Etrangement, les services de sécurité, tous corps confondus, gendarmes, militaires, policiers, DRS sont omniprésents en kabylie, mais le grand absent reste la sécurité. Ces services de sécurité n’assurent, à vrai dire, que la sécurité des relais du pouvoir en Kabylie, chefs de daïra, directeurs, commissaires…, et livrent la population au banditisme et au terrorisme.

Hier encore, les étudiants du pôle universitaire de Tamda, ont marché à Tizi-Ouzou afin de réclamer la sécurité au sein des résidences et campus universitaires. Une revendication qui date de plus de 10 ans. Personne ne leur prête attention.

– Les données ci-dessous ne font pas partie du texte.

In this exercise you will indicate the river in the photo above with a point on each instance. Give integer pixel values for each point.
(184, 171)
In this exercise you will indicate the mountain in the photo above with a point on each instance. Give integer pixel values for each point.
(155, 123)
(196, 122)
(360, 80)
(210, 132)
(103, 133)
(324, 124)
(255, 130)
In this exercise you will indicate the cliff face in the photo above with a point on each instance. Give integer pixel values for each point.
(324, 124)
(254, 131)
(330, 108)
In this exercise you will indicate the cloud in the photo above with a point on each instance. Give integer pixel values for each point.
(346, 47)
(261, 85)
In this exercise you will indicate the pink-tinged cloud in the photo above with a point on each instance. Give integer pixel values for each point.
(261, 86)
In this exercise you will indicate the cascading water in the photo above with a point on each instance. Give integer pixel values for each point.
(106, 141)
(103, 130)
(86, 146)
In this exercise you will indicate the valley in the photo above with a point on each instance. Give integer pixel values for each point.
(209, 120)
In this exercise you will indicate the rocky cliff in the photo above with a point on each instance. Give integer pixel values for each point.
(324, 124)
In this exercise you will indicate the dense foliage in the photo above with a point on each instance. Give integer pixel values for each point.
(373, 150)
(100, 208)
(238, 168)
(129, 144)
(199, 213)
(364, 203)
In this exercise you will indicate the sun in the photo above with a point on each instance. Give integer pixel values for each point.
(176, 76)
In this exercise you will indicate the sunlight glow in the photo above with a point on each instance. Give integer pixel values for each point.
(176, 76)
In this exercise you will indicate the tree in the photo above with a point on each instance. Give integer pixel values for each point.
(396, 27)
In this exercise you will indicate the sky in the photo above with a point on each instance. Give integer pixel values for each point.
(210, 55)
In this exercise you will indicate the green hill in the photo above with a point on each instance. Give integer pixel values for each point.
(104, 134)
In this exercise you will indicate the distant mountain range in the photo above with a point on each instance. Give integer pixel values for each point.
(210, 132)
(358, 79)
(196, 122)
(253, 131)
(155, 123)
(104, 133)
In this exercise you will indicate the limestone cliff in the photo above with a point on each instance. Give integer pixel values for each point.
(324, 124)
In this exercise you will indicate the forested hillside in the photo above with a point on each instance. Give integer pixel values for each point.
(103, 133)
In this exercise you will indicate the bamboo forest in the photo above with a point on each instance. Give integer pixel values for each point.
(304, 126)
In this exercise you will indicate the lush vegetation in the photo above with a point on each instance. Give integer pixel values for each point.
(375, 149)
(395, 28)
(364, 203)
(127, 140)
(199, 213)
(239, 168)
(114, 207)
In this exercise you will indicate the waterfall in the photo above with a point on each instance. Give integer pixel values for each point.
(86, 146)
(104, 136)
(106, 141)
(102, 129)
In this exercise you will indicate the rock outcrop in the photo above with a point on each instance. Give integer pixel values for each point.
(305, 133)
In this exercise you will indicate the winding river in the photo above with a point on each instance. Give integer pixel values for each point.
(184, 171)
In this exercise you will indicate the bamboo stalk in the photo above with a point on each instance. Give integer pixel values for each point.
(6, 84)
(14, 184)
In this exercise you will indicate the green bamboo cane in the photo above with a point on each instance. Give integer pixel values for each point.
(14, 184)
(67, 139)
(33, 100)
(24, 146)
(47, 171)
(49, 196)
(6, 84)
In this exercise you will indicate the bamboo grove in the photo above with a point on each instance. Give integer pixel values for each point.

Par ailleurs, nous venons d’apprendre d’une source bien informée, que le directeur de la maison de la culture de Tizi-Ouzou, El Hadi Ould Ali, vient de bénéficier d’une garde rapprochée et spéciale afin d’assurer sa sécurité. L’équipe est composée de dix gardes du corps en civil. Ils assurent sa sécurité jour et nuit et ne le quittent pas d’une semelle. Les ministres eux-même ne bénéficient pas d’un tel privilège. Le vrai statut d’El Hadi Ould Ali dépasse alors celui d’un simple directeur d’une maison de la culture.

Notre source précise qu’El Hadi, ami intime de Khalida Toumi, a été menacé de mort dernièrement, mais sans préciser d’où émanent ces intimidations. A-t-il peur de la vindicte populaire ? Possible.

La préoccupation du pouvoir se limite donc à protéger ses relais en Kabylie et à jeter en pâture aux criminels de tout bord les pauvres citoyens. L’exemple de cet El Hadi est le plus édifiant.

Rappelons qu’El Hadi Ould Ali est l’auteur du détournement de 38 milliards de centimes en 2010, lors des travaux de réfection du théâtre régionale de la ville de Tizi-Ouzou.